Récemment, l'Iran a ciblé des bases américaines du Golfe en réponse à des frappes de Washington, intensifiant les tensions. Cette escalade survient alors que d'anciens dirigeants, comme Donald Trump, affirment être proches d'un "accord prometteur".
En mai, Shell a annoncé un bénéfice net en forte hausse au premier trimestre, boosté par des prix du pétrole élevés.
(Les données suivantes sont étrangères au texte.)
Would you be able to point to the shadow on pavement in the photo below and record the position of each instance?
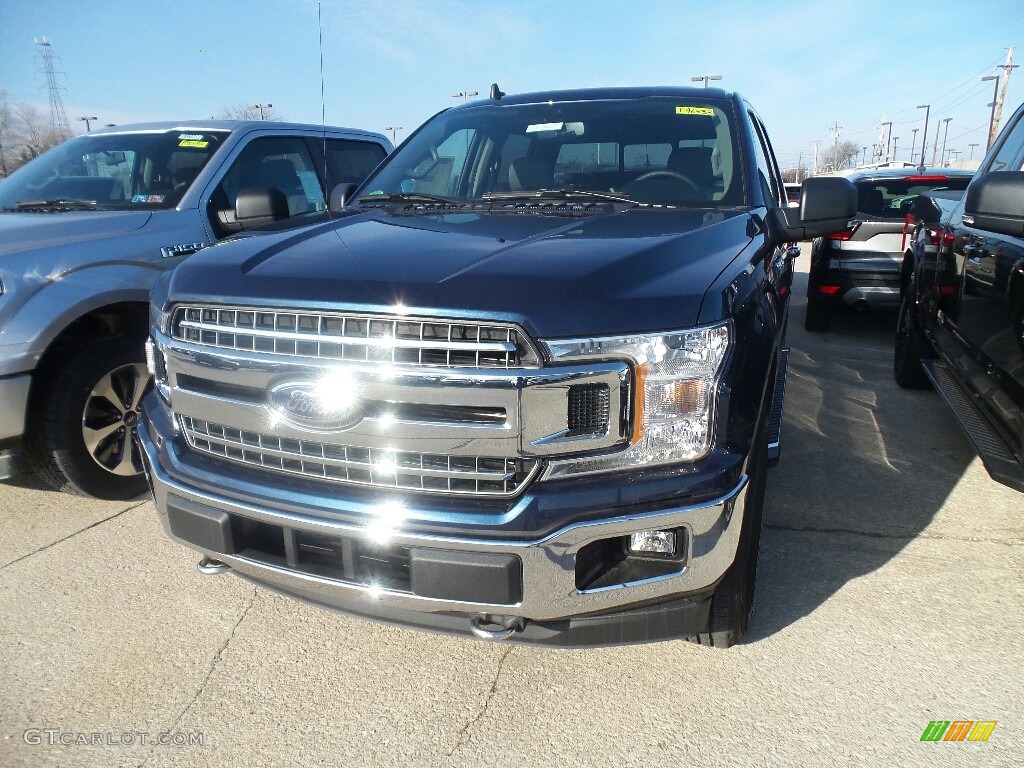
(865, 466)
Toutefois, le conflit au Moyen-Orient a considérablement impacté sa production de gaz, notamment dans les installations de Ras Laffan au Qatar, car de lourds dégâts ont été signalés.
Wal Sawan assure que tous les efforts sont déployés pour réparer les installations dès que possible, avec des équipements déjà commandés afin de relancer la production au premier trimestre de l'année prochaine.